Commenting, Mark Serwotka, PCS general secretary, said: “Further efficiency savings of £5 billion should not be a prelude to yet more job cuts, office closures and privatisation.

“Key public services, such as justice, welfare and tax are already struggling to cope against a backdrop of massive job cuts and office closures.

“Whilst the promise of additional funds for jobcentres is welcome, the government needs to reverse its job cuts programme across civil and public services to safeguard their delivery.

“Whilst the promise of additional funds for jobcentres is welcome, the government needs to reverse its job cuts programme across civil and public services to safeguard their delivery.

“For example the government should be looking at tackling the £21.5 billion worth of uncollected tax and £25 billion lost through tax evasion, by putting more resources into HMRC to claw back the billions in lost revenue, which could be ploughed into public services and stimulate the economy.”

The Morning Star‘s editorial is critical of the direction of travel signalled by the Pre-Budget Report, not so much a return to Real Labour but a continuation of Blue Labour:

Out of his own mouth
(Monday 24 November 2008)

CHANCELLOR Alistair Darling condemned himself out of his own mouth when he said that the central objective of his unambitious pre-budget report was to support firms and businesses going through difficult times.

That is why he opted for a cut of two-and-a-half percentage points on VAT, which will be absorbed into business income rather than find its way into lower prices.

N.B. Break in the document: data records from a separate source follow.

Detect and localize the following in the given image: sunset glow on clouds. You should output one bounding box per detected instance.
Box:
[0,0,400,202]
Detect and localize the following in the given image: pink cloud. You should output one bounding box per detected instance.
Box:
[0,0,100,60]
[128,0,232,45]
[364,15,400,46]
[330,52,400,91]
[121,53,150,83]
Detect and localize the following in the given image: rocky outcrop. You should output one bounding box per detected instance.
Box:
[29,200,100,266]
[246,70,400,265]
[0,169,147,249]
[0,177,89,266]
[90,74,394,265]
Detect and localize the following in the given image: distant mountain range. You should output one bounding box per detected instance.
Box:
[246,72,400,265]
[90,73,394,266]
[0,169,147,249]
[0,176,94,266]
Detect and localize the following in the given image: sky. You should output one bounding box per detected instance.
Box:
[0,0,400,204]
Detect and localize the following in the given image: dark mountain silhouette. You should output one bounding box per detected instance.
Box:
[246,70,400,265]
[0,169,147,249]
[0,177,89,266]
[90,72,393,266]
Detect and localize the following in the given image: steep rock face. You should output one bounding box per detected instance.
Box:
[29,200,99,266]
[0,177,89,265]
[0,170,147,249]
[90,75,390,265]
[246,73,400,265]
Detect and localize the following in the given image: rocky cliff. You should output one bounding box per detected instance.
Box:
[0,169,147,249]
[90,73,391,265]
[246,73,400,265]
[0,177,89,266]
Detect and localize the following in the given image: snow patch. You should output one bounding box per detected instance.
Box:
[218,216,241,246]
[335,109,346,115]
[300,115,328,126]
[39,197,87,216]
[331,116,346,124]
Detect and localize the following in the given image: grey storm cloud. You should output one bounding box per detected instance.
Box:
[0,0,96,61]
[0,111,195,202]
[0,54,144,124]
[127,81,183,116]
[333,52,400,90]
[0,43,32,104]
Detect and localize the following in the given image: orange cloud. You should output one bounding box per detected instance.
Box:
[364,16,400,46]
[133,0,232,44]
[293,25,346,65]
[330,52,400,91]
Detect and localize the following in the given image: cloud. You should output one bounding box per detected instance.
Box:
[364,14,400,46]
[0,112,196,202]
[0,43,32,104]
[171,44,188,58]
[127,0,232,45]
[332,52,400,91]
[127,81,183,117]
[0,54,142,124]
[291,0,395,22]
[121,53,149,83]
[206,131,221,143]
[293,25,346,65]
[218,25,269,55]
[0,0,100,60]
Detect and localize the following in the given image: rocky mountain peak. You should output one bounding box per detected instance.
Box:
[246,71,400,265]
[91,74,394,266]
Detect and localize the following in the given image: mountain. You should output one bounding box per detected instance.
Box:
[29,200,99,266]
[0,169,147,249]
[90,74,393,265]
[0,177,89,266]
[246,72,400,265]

Working people, especially those wondering how long they will be in a job, are unlikely to run out on a spending spree on the basis of a VAT cut.

And, if Mr Darling really wished to spark economic activity, he should have helped those on the lowest incomes whose extra cash would certainly have increased demand.

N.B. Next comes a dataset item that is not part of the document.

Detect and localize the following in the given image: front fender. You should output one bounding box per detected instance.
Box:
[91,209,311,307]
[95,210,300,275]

Those robbed when Gordon Brown abolished the 10 per cent tax rate should be compensated by being lifted out of income tax liability entirely.

State pensioners, whose living standards have been eroded every year since the Tories abolished the link with wages, those working for a totally inadequate minimum wage and others forced to exist on the jobseeker’s allowance pittance should receive a boost in their income.

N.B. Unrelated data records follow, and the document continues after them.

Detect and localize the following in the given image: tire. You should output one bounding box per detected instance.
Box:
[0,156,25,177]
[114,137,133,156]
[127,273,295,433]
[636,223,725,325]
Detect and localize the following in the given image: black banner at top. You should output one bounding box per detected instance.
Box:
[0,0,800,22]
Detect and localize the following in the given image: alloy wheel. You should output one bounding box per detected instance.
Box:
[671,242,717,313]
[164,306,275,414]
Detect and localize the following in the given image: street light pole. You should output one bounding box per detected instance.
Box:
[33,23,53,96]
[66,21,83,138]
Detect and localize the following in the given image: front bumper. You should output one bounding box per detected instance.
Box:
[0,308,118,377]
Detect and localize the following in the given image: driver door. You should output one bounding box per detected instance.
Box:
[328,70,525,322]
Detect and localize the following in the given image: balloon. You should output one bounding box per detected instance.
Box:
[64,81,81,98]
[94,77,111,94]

It is pathetic that the Chancellor should be posing the possibility of no more than a 5 per cent increase to 45 per cent for tax on annual incomes over £150,000 and then only on condition that Labour wins the next general election.

This proposal will not bring any additional income to the Treasury in the life of this government. It’s not even of sufficient scale to encourage the electorate to vote Labour in the hope that it will switch the burden of taxation from working people to the rich.

Government failure to tackle the spiriting away of potential tax revenues of at least £25 billion a year through overseas tax avoidance centres, mainly in British crown territories, emphasises once more its priorities.

The bulk of taxation should fall on the shoulders of those able to pay rather than those too poor to afford avoidance schemes.

And the government should also lift the cap on National Insurance contributions, which is a hidden tax benefit for the better-paid, and introduce a wealth tax.

But the government must not restrict itself simply to measures calculated to increase demand.

It has a responsibility to intervene actively in the economy, especially since the banks have been quick to accept cheaper Bank of England lending and government investment but have not passed benefits on to small businesses seeking to weather the recession.

The government must put substance behind its much-vaunted commitments to environmental issues and to higher employment levels.

Financing at least 100,000 new council homes a year and a nationwide programme of renovating and insulating existing local authority properties could begin to tackle the housing crisis, improve energy efficiency and cut fuel bills.

Similarly, a crash programme of expanding the railways would not only improve the transportation network but increase demand for steel, concrete etc, safeguarding jobs in these industries as well as construction.

Unless the government adopts an economic programme with social justice at its heart, its cosmetic measures will simply prop up big business and ensure that costs of the recession will be paid for by workers.